La prospettiva di questa tecnologia è sorprendente anche in termini logistici, infatti, il sangue artificiale può essere conservato fino a due anni a temperatura ambiente, portando ad ottenere enormi vantaggi rispetto al sangue fresco che ha una durata di circa un mese e richiede una complessa catena del freddo. Questa caratteristica lo rende ideale non solo per gli ospedali, ma anche per contesti di guerra o di crisi ambientale, dove la conservazione e il trasporto del sangue rappresentano sfide enormi.

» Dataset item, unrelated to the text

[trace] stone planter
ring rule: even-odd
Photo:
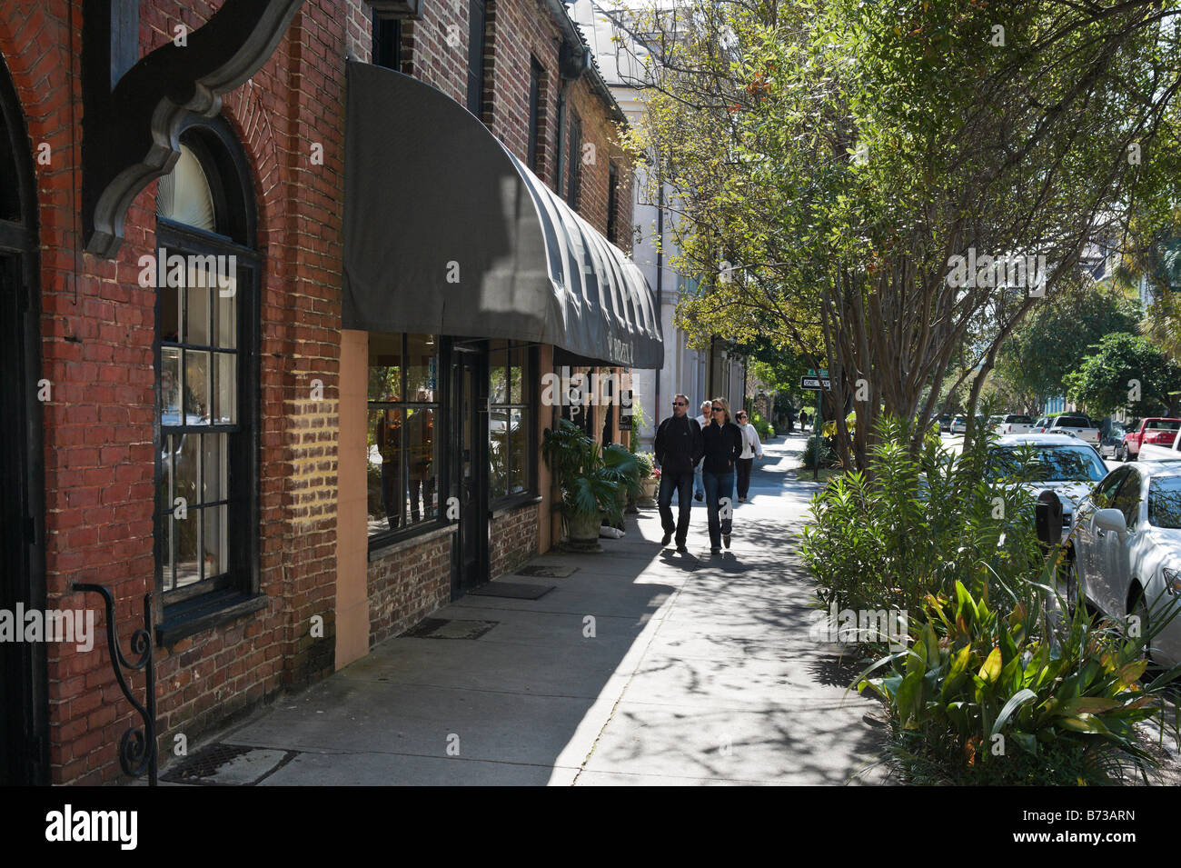
[[[599,546],[599,528],[602,522],[598,513],[575,514],[566,520],[569,529],[570,547],[580,552],[601,552]]]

Imparare dal passato: la lezione di Hemopure

Non tutto è sempre stato rose e fiori nella storia dei sostituti del sangue, infatti, il caso di Hemopure, sviluppato dalla Biopure Corporation, è emblematico. Questo sostituto a base di emoglobina bovina sembrava promettente fino al 2008, quando uno studio pubblicato sul Journal of the American Medical Association rivelò che i pazienti trattati con prodotti simili avevano il 30% di probabilità in più di morire. Il problema risiedeva nell’emoglobina libera, che causava gravi problemi cardiovascolari. La Biopure fallì nel 2009, ma Zaf Zafirelis, ex CEO dell’azienda, ancora oggi sostiene che il prodotto venne valutato ingiustamente.

Oggi la situazione è profondamente diversa. I nuovi sostituti del sangue hanno imparato dagli errori scientifici del passato e utilizzano tecnologie innovative che all’epoca erano impensabili. Le nanoparticelle, l’incapsulazione controllata dell’emoglobina e la produzione di cellule da staminali rappresentano un salto qualitativo enorme, offrendo speranze concrete e sicure per il futuro delle trasfusioni. 

La corsa globale al sangue sintetico

Il Giappone non è l’unico fronte in questa ricerca vitale. Negli Stati Uniti, è stato sviluppato presso l’Università del Maryland dal team di Allan Doctor,un altro promettente sostituto del sangue: ErythroMer. Quest’ultimo si presenta come una polvere rossa che può essere conservata per anni a temperatura ambiente e ricostituita con semplice soluzione salina al momento del bisogno. ErythroMer può essere somministrato a chiunque, indipendentemente dal gruppo sanguigno, e mantiene le sue proprietà per mesi senza refrigerazione, risolvendo il problema dell’emoglobina libera che causava tossicità.

Anche l’Europa non è da meno in questa corsa tecnologica. Il progetto SynEry coinvolge l’IRCCS (Casa Sollievo della Sofferenza) insieme a università di Belgio, Spagna e Francia, nella creazione di vescicole lipidiche avanzate che replicano le caratteristiche dei globuli rossi. Fabrizio Gelain, responsabile dell’Unità di Nanomedicina, spiega che l’obiettivo è creare cellule sintetiche. Il progetto, inserito nell’Innovation Radar dell’Unione Europea, rappresenta una delle ricerche più innovative del continente.